When it comes to hotels, Fenwick Island is trying to find a way to make everyone happy.
The town council will consider a new ordinance on Oct. 23 that would allow the Sands Motel to have a higher density than it does now but limit any future hotels to the current, more restrictive code.
Members of the Charter & Ordinance Committee (COC) had discussed the issue for months, starting with the request of the Sands’ new owner to increase the allowed room density (currently one sleeping room per 1,000 square feet of land) to renovate to a more economically viable motel.
In September, the council approved the first reading of an ordinance change to limit the motel to one room per 600 square feet, with a maximum of 65 rooms. But some residents said they feared hotels could pop up on every corner, crowding the beaches and roadways.
On Oct. 6, the COC made a new proposal that keeps the 1,000-foot minimum for all hotels, but allows 600 for the town’s three original hotels: “Each motel/hotel existing prior to [probably 1987, or whenever last hotel was built] shall occupy a lot providing a minimum of 600 square feet of land for each sleeping room, not to exceed a total of 65 sleeping rooms …”

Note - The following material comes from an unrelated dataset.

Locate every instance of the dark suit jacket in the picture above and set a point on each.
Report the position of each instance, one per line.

The proposal does not limit the number of hotels in town, and it doesn’t require a moratorium.
However, “I think the fact that any other hotel would have to have 1,000 square feet is going to limit anybody building more hotels because, economically, it’s not feasible,” said Mayor Gene Langan, stating that he liked the proposal.
An entrepreneur could still open a new hotel with 39 rooms.
Some residents still ask what the zoning change will do for Fenwick (although when council members cited the increased room tax revenue, residents also argued that the Town shouldn’t rely solely on motels to fill the Town’s coffers).
Neighbors said they are concerned about the potential for increased traffic on the side roads, should the State require a parking lot without highway entrances.
Fenwick Island could also consider creating a hotel zoning district, although the Town Council was recommended to do that through the Comprehensive Plan process, not through the C&O Committee. Officially, October’s changes would be made to the town code, Chapter 160-2B (Definitions) and Chapter 160-5C(5) (Area Regulations).
In Fenwick, all ordinances must undergo a first reading, public hearing and second reading before the council can vote that they become law.
A public hearing was originally scheduled to precede the Oct. 23 council meeting and a scheduled second reading. But because the proposed ordinance has significantly changed, the council is expected to withdraw last month’s first reading. Then they’ll re-start the process with a new first reading of the revised proposal.
A new public hearing would likely be held just before the November town council meeting and second reading.